Abstract

This book poses critical questions and suggests constructive possibilities regarding the extent to which trinitarian and pluralist discourses can be put into fruitful conversation with one another. On the one hand, the book interrogates the possibilities of trinitarian theology and its ethical promise with regard to divine and creaturely relationality by putting it into specific engagement with discourses of pluralism, diversity, and multiplicity. It asks how trinitarian conceptions of divine multiplicity might open the Christian tradition to increasingly more creative and affirming visions of creaturely identities, difference, and relationality—including the specific difference of religious plurality.
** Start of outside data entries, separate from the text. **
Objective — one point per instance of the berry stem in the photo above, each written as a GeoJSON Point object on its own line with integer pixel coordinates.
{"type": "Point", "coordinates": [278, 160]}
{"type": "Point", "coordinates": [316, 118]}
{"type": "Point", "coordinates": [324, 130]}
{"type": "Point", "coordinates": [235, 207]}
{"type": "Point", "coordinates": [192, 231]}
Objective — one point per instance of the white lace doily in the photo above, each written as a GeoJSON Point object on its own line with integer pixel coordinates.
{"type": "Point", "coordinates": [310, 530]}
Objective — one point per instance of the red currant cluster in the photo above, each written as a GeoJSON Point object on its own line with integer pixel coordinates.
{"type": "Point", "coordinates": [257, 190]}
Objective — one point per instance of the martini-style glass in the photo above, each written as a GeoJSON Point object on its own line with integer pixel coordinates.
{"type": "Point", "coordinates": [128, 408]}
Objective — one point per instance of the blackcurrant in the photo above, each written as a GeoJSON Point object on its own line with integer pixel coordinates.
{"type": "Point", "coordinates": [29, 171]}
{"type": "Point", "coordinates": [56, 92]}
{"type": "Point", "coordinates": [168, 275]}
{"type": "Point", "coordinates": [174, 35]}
Alternatively, where can the triadic patterning evident in the Christian theological tradition be seen to have always exceeded the boundaries of Christian thought and experience, inhabiting and determining other religious traditions' conceptions of divine and/or creaturely reality in ways internal to their own distinctive histories? On the other hand, the book interrogates the possibilities of various discourses on pluralism by putting them in a very particular and concrete pluralist context. Religious pluralists, comparative theologians, and scholars of religious studies are place alongside and put into conversation with theological and doctrinal work carried out within the (albeit broadly conceived) normative thread of the Christian trinitarian tradition. To what extent can pluralist discourse collect within itself a convergent diversity of orthodox, heterodox, postcolonial, process, poststructuralist, liberationist, and feminist sensibilities while avoiding irruptions of conflict, competition, or the logic of mutual exclusion?